Mom and Dad dancing in the kitchen to some song on the radio when I’d clap in glee because they looked like the princes and princesses from the fairy tales Mom read to me at bedtime, the stories that always ended with “and they live happily-ever-after.” How Adrian would make a puking sound when Mom and Dad threw their heads back and laughed before Dad planted a loud kiss on Mom’s mouth. How Mom would blush and giggle afterward. Our apartment was small, the linoleum already peeling on the kitchen counters, the bathroom door had a broken lock, but we were so happy back then.

Beautiful, bittersweet memories of the past. Colorless, hopeless gray of my future.

My essay was a mess of graphite on crinkled paper, angry slashes nearly digging holes into a sheet which was dotted with the dried spots of my tears. I poured my heart into it and told whoever was reading I hated my life.

I hated how I had to put on a brave face every day at home so Dad wouldn’t worry about me or feel guilty about his sadness. After all, how could you ever recover from losing the love of your life?

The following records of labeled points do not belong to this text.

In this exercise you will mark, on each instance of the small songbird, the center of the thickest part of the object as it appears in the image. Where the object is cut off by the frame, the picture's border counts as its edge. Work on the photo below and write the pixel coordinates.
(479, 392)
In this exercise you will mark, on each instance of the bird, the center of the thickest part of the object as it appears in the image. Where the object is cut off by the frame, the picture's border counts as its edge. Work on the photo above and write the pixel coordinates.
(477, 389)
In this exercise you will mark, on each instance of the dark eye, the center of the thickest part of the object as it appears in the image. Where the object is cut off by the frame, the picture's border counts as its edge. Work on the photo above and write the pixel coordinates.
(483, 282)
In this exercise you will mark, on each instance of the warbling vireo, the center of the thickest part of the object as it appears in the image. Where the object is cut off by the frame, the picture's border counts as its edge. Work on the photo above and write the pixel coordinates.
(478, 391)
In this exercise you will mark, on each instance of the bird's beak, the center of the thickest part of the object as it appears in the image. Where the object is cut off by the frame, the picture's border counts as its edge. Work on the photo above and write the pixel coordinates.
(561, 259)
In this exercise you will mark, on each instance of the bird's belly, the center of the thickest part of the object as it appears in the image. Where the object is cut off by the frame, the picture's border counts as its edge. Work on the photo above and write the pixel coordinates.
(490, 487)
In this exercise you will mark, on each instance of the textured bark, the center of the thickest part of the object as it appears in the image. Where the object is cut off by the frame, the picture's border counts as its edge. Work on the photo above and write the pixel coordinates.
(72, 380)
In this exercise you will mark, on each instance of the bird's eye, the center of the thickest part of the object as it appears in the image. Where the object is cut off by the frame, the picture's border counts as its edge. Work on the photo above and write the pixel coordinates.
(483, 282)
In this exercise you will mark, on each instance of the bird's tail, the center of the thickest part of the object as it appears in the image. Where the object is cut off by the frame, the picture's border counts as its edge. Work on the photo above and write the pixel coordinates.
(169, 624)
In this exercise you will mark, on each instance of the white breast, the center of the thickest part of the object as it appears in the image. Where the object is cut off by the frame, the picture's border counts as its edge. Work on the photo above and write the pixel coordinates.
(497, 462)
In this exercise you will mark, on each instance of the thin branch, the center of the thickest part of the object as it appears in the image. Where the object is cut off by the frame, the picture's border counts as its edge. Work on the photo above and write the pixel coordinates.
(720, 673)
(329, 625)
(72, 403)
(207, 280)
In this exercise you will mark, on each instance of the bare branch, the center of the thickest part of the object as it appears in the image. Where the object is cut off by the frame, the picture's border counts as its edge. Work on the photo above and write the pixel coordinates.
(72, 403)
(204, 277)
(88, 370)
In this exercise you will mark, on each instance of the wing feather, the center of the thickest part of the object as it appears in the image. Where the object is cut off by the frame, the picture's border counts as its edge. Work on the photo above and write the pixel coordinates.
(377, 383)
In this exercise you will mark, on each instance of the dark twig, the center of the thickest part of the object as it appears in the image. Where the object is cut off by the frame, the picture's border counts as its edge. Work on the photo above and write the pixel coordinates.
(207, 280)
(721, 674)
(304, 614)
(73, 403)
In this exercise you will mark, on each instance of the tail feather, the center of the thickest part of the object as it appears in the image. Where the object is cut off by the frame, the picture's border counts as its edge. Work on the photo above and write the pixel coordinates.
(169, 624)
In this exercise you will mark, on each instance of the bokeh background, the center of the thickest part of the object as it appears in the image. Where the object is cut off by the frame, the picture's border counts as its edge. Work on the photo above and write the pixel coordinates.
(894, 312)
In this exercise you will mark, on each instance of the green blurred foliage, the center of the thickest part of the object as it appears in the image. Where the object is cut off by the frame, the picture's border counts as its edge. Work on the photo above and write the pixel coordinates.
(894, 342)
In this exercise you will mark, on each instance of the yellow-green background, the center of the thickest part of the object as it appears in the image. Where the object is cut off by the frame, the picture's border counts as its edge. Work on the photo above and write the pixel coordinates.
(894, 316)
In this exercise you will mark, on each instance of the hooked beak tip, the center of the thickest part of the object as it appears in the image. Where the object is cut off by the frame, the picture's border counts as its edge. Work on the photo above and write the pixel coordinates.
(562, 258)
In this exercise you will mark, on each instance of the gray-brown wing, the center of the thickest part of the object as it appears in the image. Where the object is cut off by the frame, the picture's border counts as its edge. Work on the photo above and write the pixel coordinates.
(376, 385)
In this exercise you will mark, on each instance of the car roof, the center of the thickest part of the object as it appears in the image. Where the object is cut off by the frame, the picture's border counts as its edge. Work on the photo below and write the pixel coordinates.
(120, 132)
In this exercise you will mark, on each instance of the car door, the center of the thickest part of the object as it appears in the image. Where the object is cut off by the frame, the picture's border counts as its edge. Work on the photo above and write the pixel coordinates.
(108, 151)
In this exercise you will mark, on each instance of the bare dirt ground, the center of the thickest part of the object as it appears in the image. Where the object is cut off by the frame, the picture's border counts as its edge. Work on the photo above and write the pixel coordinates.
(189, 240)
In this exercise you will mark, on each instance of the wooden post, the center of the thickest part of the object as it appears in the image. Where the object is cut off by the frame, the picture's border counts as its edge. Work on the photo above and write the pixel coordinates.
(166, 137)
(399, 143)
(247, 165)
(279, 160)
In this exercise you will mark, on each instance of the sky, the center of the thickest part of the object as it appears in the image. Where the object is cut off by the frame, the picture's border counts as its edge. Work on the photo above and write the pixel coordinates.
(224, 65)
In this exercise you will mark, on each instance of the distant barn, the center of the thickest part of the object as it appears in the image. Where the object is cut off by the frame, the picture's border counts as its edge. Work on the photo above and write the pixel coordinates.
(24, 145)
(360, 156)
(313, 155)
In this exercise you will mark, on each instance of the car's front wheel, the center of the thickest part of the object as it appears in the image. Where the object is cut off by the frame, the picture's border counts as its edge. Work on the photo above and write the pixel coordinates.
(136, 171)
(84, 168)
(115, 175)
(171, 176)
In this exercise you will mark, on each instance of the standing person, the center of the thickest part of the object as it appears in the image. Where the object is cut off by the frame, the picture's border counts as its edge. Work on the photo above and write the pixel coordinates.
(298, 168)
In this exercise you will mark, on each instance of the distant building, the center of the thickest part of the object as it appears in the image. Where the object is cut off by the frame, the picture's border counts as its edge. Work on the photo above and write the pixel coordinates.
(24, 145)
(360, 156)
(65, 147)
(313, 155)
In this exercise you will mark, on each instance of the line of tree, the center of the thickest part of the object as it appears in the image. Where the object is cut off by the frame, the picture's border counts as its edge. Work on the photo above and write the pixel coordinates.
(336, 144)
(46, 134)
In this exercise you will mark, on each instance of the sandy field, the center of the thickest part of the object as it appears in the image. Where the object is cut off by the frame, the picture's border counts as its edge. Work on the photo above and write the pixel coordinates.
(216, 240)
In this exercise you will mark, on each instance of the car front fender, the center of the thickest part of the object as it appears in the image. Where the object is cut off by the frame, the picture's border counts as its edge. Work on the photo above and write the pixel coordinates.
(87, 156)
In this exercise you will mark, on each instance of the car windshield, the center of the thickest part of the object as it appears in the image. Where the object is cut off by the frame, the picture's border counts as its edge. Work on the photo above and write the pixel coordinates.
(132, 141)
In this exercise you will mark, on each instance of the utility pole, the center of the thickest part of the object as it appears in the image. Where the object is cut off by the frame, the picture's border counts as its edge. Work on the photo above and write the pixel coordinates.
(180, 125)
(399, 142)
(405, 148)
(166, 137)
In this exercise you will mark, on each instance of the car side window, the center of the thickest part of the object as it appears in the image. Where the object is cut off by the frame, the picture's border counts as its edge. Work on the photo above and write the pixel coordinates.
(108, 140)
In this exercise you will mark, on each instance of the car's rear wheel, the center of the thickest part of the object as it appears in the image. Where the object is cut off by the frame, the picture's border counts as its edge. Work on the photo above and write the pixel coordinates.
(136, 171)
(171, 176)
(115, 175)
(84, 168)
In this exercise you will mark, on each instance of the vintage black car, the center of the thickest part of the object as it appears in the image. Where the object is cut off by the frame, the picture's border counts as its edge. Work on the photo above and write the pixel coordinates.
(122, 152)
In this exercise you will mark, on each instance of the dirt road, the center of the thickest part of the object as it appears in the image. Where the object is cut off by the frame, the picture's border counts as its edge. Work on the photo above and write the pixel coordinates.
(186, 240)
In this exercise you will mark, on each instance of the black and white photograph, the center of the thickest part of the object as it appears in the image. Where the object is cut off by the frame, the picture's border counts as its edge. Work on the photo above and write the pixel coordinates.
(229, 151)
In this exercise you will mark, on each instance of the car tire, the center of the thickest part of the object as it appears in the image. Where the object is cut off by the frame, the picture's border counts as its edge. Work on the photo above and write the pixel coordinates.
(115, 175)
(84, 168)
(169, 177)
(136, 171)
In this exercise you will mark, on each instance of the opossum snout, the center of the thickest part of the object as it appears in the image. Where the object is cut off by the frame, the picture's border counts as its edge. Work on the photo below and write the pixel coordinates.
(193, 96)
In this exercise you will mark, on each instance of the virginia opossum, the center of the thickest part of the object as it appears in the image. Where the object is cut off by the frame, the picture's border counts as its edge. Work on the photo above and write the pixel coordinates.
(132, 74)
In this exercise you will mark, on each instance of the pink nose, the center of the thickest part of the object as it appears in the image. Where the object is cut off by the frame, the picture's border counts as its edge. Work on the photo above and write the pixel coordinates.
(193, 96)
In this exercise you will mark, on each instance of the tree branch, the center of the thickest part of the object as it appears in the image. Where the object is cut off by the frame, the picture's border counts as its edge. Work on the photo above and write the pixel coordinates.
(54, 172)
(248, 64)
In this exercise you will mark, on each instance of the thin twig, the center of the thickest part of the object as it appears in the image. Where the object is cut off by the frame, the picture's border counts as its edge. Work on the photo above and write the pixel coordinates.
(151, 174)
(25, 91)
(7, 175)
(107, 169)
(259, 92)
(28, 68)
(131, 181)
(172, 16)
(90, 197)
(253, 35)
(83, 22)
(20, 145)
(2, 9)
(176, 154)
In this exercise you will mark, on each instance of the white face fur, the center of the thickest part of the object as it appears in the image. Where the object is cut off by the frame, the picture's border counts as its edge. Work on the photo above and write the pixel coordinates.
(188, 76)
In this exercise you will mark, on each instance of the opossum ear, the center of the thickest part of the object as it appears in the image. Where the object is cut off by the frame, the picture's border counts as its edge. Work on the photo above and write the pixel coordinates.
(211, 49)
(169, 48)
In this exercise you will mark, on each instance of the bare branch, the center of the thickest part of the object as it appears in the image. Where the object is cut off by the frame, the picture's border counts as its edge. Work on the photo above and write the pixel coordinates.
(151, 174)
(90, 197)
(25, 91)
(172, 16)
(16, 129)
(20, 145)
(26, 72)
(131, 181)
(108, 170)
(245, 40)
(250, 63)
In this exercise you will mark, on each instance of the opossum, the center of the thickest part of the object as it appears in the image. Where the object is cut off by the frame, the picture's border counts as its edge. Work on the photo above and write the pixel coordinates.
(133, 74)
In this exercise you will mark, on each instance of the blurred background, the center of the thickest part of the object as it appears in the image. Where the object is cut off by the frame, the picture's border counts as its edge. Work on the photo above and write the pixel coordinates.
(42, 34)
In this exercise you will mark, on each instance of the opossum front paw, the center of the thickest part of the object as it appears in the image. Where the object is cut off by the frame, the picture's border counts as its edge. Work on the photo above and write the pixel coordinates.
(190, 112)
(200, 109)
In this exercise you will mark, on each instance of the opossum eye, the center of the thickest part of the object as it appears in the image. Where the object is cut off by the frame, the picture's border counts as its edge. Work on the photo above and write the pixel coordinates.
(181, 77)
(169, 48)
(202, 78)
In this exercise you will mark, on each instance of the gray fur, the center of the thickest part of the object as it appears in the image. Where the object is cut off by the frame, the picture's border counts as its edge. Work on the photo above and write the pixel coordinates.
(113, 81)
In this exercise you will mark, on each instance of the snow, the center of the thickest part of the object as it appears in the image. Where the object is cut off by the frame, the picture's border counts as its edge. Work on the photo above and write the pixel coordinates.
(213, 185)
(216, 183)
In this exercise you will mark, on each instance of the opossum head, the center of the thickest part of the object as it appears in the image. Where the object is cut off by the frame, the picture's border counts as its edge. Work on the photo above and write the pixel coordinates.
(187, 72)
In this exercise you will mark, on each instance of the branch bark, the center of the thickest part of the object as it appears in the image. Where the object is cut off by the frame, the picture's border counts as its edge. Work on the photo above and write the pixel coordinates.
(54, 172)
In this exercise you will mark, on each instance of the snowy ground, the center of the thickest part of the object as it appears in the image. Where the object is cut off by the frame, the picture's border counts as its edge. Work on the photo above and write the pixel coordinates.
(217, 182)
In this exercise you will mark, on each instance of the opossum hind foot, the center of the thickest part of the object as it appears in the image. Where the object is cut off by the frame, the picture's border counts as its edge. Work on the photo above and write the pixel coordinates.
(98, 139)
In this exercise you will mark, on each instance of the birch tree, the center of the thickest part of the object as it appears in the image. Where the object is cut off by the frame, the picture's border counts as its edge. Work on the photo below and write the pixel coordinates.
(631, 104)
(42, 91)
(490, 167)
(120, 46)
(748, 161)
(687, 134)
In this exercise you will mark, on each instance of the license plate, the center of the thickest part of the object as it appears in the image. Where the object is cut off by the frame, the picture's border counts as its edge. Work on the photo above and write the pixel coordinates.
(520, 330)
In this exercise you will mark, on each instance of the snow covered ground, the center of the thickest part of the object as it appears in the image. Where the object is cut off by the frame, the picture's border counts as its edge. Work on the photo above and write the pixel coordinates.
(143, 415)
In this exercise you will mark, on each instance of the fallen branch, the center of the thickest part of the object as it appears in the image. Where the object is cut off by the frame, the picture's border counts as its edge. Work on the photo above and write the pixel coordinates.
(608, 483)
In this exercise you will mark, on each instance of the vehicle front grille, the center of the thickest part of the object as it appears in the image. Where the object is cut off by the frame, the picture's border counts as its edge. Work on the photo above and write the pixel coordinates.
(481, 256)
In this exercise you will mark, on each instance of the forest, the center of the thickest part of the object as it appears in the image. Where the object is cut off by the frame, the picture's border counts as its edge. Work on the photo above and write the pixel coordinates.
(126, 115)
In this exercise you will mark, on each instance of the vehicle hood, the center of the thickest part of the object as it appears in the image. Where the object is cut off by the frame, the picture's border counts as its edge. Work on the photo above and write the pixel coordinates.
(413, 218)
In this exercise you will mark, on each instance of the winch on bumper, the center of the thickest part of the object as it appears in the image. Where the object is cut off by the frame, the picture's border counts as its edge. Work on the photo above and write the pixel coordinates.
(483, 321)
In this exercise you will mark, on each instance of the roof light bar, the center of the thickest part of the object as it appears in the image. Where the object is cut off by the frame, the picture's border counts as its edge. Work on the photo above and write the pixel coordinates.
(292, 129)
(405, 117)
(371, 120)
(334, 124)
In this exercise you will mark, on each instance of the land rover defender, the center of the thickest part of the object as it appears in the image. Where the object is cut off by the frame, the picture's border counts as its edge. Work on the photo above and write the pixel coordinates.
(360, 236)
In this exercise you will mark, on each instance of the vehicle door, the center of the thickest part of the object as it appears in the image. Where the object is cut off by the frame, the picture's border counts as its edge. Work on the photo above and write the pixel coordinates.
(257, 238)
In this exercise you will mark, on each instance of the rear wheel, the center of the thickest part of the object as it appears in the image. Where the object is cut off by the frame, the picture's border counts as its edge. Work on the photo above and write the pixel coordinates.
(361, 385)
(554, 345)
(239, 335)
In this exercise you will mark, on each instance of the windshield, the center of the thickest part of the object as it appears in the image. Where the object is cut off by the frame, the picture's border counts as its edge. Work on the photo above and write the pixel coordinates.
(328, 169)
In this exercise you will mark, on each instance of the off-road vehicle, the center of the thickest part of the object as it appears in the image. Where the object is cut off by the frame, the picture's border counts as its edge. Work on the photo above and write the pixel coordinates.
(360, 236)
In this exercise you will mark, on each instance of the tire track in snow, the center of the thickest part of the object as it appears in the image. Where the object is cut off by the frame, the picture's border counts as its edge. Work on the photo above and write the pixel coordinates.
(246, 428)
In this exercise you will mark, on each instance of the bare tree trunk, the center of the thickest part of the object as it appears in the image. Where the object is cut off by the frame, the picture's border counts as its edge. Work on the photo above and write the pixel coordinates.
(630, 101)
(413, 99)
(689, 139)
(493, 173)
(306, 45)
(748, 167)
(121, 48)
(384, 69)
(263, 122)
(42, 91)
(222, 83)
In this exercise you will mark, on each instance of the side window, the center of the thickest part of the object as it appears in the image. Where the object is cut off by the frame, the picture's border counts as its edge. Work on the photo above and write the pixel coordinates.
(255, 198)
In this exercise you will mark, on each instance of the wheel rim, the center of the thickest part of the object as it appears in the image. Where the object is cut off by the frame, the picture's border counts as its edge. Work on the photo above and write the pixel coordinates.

I had to pretend life was great whenever Adrian visited from Cornell, because I wanted to see my older brother happy, but even that seemed impossible because he only turned more withdrawn after we left LA.

I knew he tried his hardest to pretend everything was fine whenever he came home, but I also knew the anger I felt inside me was twenty times more in him, because he was older and he knew a lot more about our situation, and how could two angry people comfort each other?